As if all that gluttony was not enough we got to have a peek into the Temple kitchen where the cooks were making an awesome amount of Ladoos. We had two options after this; the choice to go and crash in the hotel room or go check out the surrounding markets. I chose the first option of course and so did Nandita, my roomie. We checked-in to the Park Regis Hotel and had a lazy siesta in the cool environs. I didn’t know eating temple food would make me so snoozy!
We were asked to assemble again at the temple for the Gwal Aarti which starts at 5:30 PM and ends at 6:00 PM. People were thronging the hall and there were rows of men and women chanting away. Thanks to our TOI organizers we got to get a closer view of Lord Krishna with his consort Radha. There was a tilak of Sindhoor and Sandalwood paste with some Holy Basil leaves which you could munch on.
Dinner was at 8pm and we had two hours to kill.Nandita and I set off to the store that Jyoti had almost ransacked while we were napping. Right outside the store there was a panipuri vendor and we both just stood and looked at each other! How can you even resist panipuri? We didn’t and we had a few each and walked in for some retail therapy.
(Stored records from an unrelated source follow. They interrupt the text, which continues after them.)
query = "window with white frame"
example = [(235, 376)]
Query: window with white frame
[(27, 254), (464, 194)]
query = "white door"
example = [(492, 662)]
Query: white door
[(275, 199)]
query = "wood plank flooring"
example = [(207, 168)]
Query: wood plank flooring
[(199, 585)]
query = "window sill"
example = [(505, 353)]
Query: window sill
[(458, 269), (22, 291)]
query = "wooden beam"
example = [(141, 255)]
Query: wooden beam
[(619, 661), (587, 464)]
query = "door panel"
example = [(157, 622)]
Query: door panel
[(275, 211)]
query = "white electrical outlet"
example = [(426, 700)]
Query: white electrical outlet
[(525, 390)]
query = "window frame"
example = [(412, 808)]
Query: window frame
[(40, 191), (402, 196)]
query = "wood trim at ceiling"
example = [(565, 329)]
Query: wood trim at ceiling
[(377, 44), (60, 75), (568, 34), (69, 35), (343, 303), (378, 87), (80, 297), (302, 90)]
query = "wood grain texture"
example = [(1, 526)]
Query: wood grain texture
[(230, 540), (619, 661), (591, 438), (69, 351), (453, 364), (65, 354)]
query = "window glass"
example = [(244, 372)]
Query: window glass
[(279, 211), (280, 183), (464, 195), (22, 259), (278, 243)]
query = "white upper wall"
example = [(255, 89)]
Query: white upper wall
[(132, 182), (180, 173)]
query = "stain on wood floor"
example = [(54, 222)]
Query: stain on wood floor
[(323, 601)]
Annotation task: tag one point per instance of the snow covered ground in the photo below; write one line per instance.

We walked in and saw Vasanthi dressed in a cool outfit and we were sure that she had set out for shopping in a sari. She said she was flustered in the silk sari and bought a summery cotton dress which was much cooler.
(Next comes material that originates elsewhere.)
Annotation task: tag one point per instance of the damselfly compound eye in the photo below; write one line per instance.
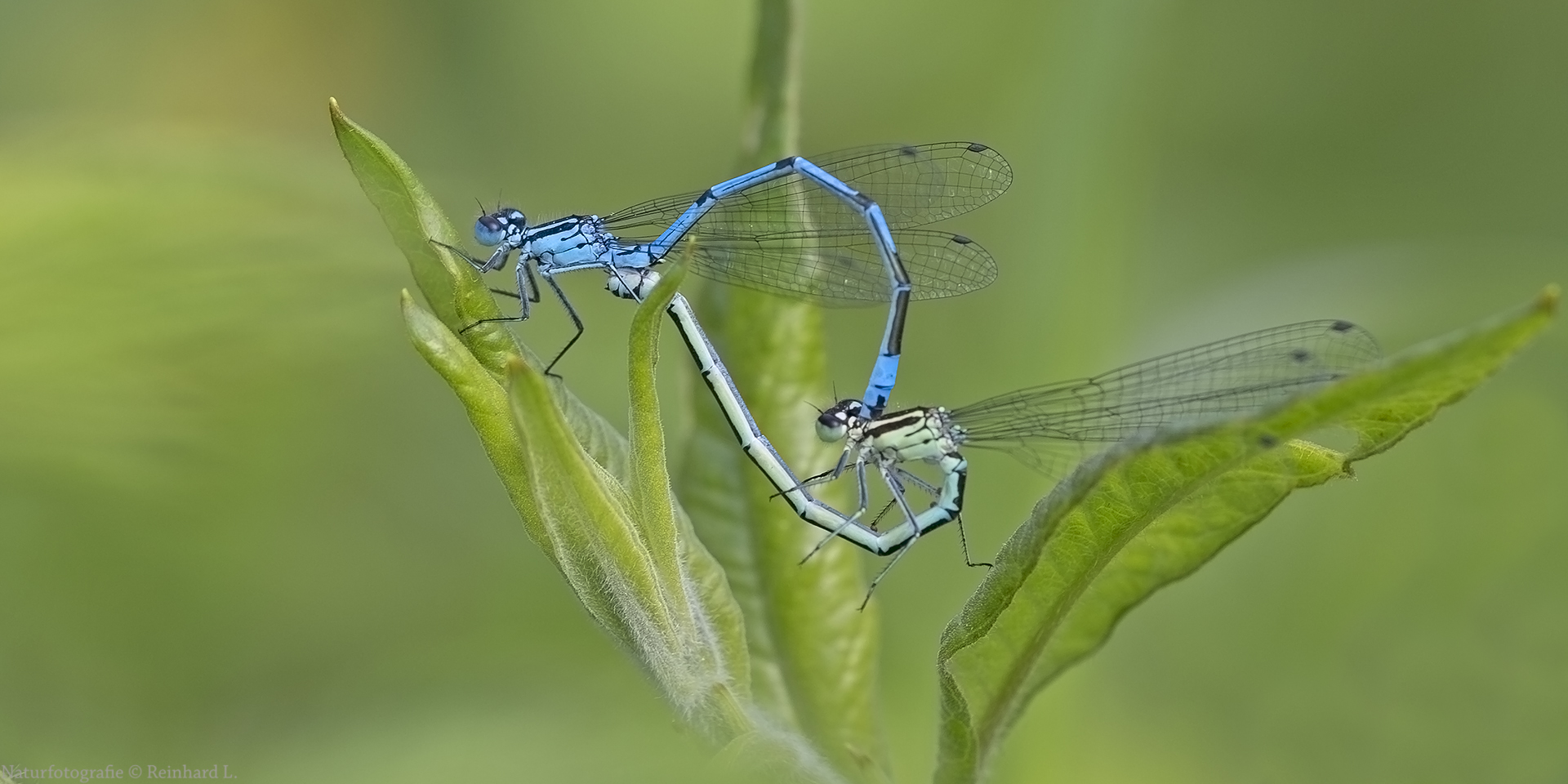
(830, 429)
(494, 228)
We didn’t shop much but lost track of the time and by the time we reached the temple it was just 8.05pm. We were served dinner in a courtyard with a huge Tulsi plant on one side. It had started drizzling a bit and it was enjoyable to eat while the rain gods were getting ready to pour. This meal again was like the lunch we had. There was a samosa with a mint and date chutney, puris with Jaipuri dum aloo, Gatte ki sabzi and dessert was Mishri mawa. Yeah, I know what you all must be thinking but there is no love sincerer than the love of food, so eat on.
Virginia Woolf said, “One cannot think well, love well, and sleep well if one has not dined well.” And we have been dining well since the past few meals so we were surely going to sleep well. I was asking everyone to assemble in the hotel lobby for a chat but there were no takers as we had an early morning flight to Udaipur and had to wake up at an unearthly hour.
George A. Lawrence said ‘If gourmandize be the favorite failing in these parts, there is surely some excuse for the sinners.’ We were a band of blessed happy sinners!